How Does Economic Globalization Affect Investment Banks?

How Does Economic Globalization Affect Investment Banks? thumbnail
Globalization is a mixed bag for investment banks

Globalization is a mixed bag for investment banks. On one hand, globalization represents a expanding market of new and exciting IPO offerings and the opportunity for investment banks to capitalize by underwriting such offerings. On the other hand, globalization introduces a maze of new cultural, accounting and regulatory challenges. These challenges are forcing investment banks to change how they do business.

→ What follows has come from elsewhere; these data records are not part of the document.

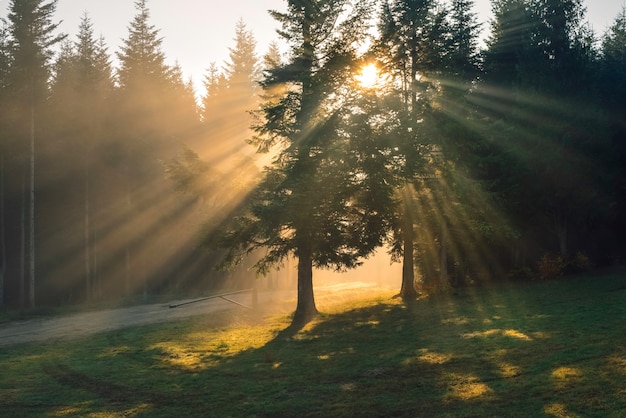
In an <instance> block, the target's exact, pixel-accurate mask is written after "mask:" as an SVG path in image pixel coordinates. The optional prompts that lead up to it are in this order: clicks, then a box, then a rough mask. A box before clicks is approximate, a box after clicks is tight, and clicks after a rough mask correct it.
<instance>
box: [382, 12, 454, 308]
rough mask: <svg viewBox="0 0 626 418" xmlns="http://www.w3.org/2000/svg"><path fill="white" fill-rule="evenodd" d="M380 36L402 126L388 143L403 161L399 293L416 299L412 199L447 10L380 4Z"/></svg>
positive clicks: (418, 191)
mask: <svg viewBox="0 0 626 418" xmlns="http://www.w3.org/2000/svg"><path fill="white" fill-rule="evenodd" d="M379 32H380V38H379V39H378V41H377V43H376V45H375V54H376V55H377V57H378V60H379V61H380V63H381V65H382V71H384V72H385V73H387V74H389V75H390V77H391V81H390V83H391V84H392V85H394V86H396V87H397V89H396V91H395V92H394V93H393V94H394V95H395V97H396V100H400V101H401V102H402V107H401V110H400V111H399V112H398V113H397V116H396V118H397V121H398V123H399V124H400V125H401V126H402V128H401V129H400V130H399V133H398V136H397V138H396V141H397V143H396V144H395V146H393V147H392V149H393V150H394V152H396V153H397V159H398V160H399V161H401V162H402V164H401V165H400V167H398V173H397V174H398V176H399V177H400V178H401V179H402V180H403V181H402V186H401V188H399V189H398V191H397V194H398V196H399V197H400V199H401V202H402V204H401V205H400V206H399V209H400V210H399V212H398V213H397V223H396V225H397V227H396V230H395V234H394V236H393V242H392V248H393V249H394V252H395V256H396V257H398V258H401V259H402V284H401V288H400V296H401V297H403V298H404V299H407V300H411V299H415V297H416V296H417V292H416V289H415V266H414V260H415V247H414V245H415V241H416V237H415V225H416V223H417V222H418V220H417V219H416V213H417V212H416V210H415V199H416V193H418V192H419V188H420V187H422V186H421V184H420V181H419V177H420V176H423V175H424V173H425V168H426V167H425V162H426V161H427V159H428V156H429V155H430V154H432V152H433V151H434V150H435V148H434V145H435V142H434V137H433V136H432V132H429V130H430V129H431V128H432V124H431V123H430V121H429V119H430V115H431V113H432V112H431V106H432V103H433V99H434V96H436V95H437V94H438V88H437V82H438V80H440V79H441V78H442V76H443V75H444V73H445V71H446V69H447V68H448V67H449V66H448V61H449V51H450V44H451V40H450V30H449V25H448V21H447V11H446V10H445V9H443V8H442V7H440V5H439V4H438V3H437V2H436V1H434V0H420V1H408V0H407V1H405V0H393V1H386V2H384V3H383V8H382V12H381V18H380V22H379Z"/></svg>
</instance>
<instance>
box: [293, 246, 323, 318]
mask: <svg viewBox="0 0 626 418" xmlns="http://www.w3.org/2000/svg"><path fill="white" fill-rule="evenodd" d="M317 314H318V311H317V307H316V306H315V296H314V294H313V259H312V254H311V246H310V244H308V243H307V244H305V245H304V246H301V248H299V254H298V305H297V306H296V312H295V314H294V317H293V322H294V323H305V322H308V321H309V320H311V319H312V318H313V317H314V316H315V315H317Z"/></svg>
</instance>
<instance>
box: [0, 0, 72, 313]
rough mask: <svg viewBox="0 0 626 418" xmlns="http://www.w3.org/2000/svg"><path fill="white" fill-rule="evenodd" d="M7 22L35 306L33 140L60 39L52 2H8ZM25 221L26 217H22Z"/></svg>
mask: <svg viewBox="0 0 626 418" xmlns="http://www.w3.org/2000/svg"><path fill="white" fill-rule="evenodd" d="M9 9H10V12H9V17H8V20H9V22H10V24H9V33H10V41H9V42H10V43H9V50H10V54H11V69H10V73H9V76H8V79H9V82H8V88H9V94H10V97H11V101H12V103H13V104H14V106H15V108H16V112H15V119H14V120H13V121H12V123H14V124H15V125H14V128H15V131H14V132H16V134H17V135H18V136H19V137H20V138H21V140H22V141H23V142H24V143H25V144H26V143H27V144H28V146H27V147H26V148H27V149H28V151H27V152H26V153H27V154H28V161H29V162H28V164H25V168H26V167H28V168H27V170H26V172H27V176H26V177H27V178H28V184H29V186H28V196H29V198H28V225H27V226H26V225H24V226H23V228H24V230H26V229H27V230H28V269H27V270H28V276H29V280H28V282H29V286H28V291H29V297H28V299H29V304H30V306H31V307H34V306H35V265H36V260H35V247H36V242H35V238H36V233H35V215H36V214H35V191H36V179H35V174H36V170H35V164H36V138H37V128H38V120H39V115H40V111H41V105H42V104H43V102H44V101H45V99H46V96H47V91H48V78H49V75H50V60H51V58H52V54H53V52H52V47H53V46H54V45H55V44H57V43H58V42H60V41H61V40H62V39H63V36H62V35H56V34H55V32H56V29H57V27H58V24H57V23H53V20H52V19H53V14H54V12H55V10H56V0H51V1H49V2H45V1H42V0H12V1H11V3H10V6H9ZM24 219H26V217H24Z"/></svg>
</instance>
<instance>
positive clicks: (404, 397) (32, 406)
mask: <svg viewBox="0 0 626 418" xmlns="http://www.w3.org/2000/svg"><path fill="white" fill-rule="evenodd" d="M392 296H393V293H391V292H383V291H376V292H372V293H371V294H368V293H360V294H358V295H357V296H356V297H355V298H352V299H346V298H343V297H342V298H339V297H337V298H332V297H329V298H325V299H322V300H320V301H319V303H318V307H319V308H320V310H322V311H323V313H322V314H321V315H320V316H319V317H318V318H316V319H315V320H314V321H312V322H310V323H308V324H306V325H304V326H293V325H291V318H290V316H289V315H288V314H284V313H279V314H276V313H273V314H269V313H263V312H258V311H245V310H237V311H236V312H237V313H236V315H234V316H230V315H227V314H226V313H225V312H224V313H219V314H215V315H211V316H200V317H194V318H189V319H184V320H179V321H176V322H169V323H165V324H158V325H149V326H142V327H134V328H127V329H123V330H118V331H114V332H106V333H102V334H98V335H96V336H91V337H87V338H82V339H73V340H68V341H57V342H47V343H37V344H26V345H19V346H13V347H10V348H4V349H2V350H1V351H0V374H1V379H0V411H1V412H0V415H2V416H3V417H31V416H47V417H75V416H80V417H84V416H87V417H118V416H126V417H174V416H181V417H182V416H184V417H228V416H232V417H249V416H250V417H253V416H258V417H262V416H268V417H269V416H271V417H283V416H284V417H291V416H293V417H307V416H333V417H342V416H345V417H351V416H359V417H368V416H369V417H382V416H395V417H490V416H491V417H542V416H545V417H616V418H617V417H623V416H626V330H625V327H624V324H626V273H625V272H624V271H623V270H622V271H612V272H604V273H602V274H594V275H586V276H578V277H567V278H562V279H559V280H550V281H537V282H526V283H505V284H502V283H501V284H494V285H490V286H483V287H472V288H468V289H463V290H461V291H460V292H459V293H458V294H456V295H437V296H431V297H428V298H422V299H420V300H418V301H416V302H414V303H410V304H405V303H403V302H402V301H400V300H399V299H394V298H393V297H392Z"/></svg>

  1. What are Investment Banks

    • Investment banks are financial institutions that serve as underwriters for companies and corporations looking to raise capital by issuing securities. These securities come in several forms, most notably equity securities (stocks), debt securities (bonds) and derivative contracts. As underwriters, investment banks serve as the intermediary between the company issuing the security and the general public, which may purchase the security. Investment banks also package and prepare securities to sell to the investing public.

    What is Globalization

    • Globalization is the process where the merger of free market capitalism and communication technology, such as the Internet, facilitates the free flow of capital, information, products and services around the globe instantly. People of different nations, cultures and government structures can now interact as one global unit. Globalization attempts to bring the developed world and the developing world together in a mutually beneficial alliance toward forging new economic and cultural relationships.

    The Expanded Market

    • Even in a global recession, companies are always looking to launch a new Initial Public Offering (IPO) and investment banks are always looking to find and underwrite new IPOs. Globalization supercharges this dynamic between investment banks and aspiring IPOs. It accounts for a constantly expanding market for investment banks while offering young companies all over the globe an opportunity to issue IPOs and raise capital. New global investment banks, large and small, are entering the market to help service this expanding market.

    Challenges

    • Many challenges come along with the expanded market, according to the World Bank. The first and most obvious is language and culture. As investment bankers seek to evaluate and package new securities, they have to navigate multiple language, dialects and cultural nuances. Investment banks also have to wade through different accounting rules and financial reporting standards in order to evaluate the worthiness of a company prior to preparing and underwriting a stock offering for that company. In addition, due to a variety of information technology formats, getting access to needed information may be difficult. Because of these challenges, investment banks have to make some fundamental changes.

    Regulatory Issues

    • Government and different regulatory issues add to the challenges noted above. Although most foreign governments generally embrace global free market capitalism, governments still honor traditional governmental rules, relationships and nuances that can significantly hamper global trade. This often comes in the form of trade restrictions and the lack of financial transparency.